Conclusion: The Only Authority That Matters

These two miracles, nested one inside the other, demonstrate the all-encompassing authority of Jesus Christ. He has authority over chronic disease and ceremonial uncleanness. He has authority over the final enemy, death itself. His power is not limited by social status, by religious rules, or by the laws of biology.

The central question this passage poses to us is this: which crowd are we in? Are we in the crowd of the desperate, pressing in to touch the hem of His garment, believing that He alone is our hope? Are we like Jairus, willing to risk everything to fall at His feet and say, "You can do this"? Or are we in the other crowd, the crowd of mockers? Are we the sophisticated, the cynical, the ones who "know better"? The ones who hear the claims of Christ and laugh, because we know that dead people stay dead and that miracles do not happen.

Every person is in one of those two crowds. There is no middle ground. You are either pressing toward Jesus in desperate faith, or you are standing off to the side, laughing in your unbelief. The gospel demands that you choose. Will you trust in the authority of your own experience, your own reason, your own despair? Or will you trust in the authority of the one who speaks to the dead and they get up?

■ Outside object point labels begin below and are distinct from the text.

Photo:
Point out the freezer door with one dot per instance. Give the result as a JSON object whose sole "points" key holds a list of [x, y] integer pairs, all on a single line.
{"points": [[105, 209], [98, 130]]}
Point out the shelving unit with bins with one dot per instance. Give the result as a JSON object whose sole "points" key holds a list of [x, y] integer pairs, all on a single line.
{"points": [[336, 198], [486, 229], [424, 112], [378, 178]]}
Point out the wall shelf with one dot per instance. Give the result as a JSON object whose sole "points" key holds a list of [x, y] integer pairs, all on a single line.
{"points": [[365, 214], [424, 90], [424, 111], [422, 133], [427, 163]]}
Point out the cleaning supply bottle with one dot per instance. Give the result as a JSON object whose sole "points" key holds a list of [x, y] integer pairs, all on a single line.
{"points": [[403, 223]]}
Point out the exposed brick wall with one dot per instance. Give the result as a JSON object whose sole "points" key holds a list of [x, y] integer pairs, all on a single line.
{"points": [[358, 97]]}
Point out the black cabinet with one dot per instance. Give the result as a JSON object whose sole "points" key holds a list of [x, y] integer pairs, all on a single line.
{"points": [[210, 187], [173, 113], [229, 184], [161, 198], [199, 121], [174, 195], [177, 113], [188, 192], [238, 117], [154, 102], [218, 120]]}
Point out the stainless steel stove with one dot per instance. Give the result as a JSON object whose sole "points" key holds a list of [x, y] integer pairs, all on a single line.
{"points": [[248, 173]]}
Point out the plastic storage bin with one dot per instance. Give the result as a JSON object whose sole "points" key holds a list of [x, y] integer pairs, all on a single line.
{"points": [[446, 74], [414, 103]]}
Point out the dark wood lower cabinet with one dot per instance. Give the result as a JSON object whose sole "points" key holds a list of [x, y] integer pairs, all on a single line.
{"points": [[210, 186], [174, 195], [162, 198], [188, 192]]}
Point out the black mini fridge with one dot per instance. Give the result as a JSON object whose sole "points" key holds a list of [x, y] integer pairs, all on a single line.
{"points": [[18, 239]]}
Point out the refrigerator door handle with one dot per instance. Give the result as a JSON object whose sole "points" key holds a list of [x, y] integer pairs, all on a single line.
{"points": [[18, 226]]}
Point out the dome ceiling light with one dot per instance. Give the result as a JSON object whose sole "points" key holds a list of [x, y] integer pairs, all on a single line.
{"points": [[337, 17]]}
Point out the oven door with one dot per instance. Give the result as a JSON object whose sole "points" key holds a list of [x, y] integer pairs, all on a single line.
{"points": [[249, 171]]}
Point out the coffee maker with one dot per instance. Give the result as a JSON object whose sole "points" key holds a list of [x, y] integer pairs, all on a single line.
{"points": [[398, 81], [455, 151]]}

He is still in the business of healing the unclean and raising the dead. He does it every time a sinner, dead in their trespasses, hears the gospel and is born again. He takes our unclean, sin-sick souls and makes them whole. He takes our spiritually dead hearts and commands them to live. Do not let the laughter of a dying world keep you from the only one who has the words, and the touch, of eternal life.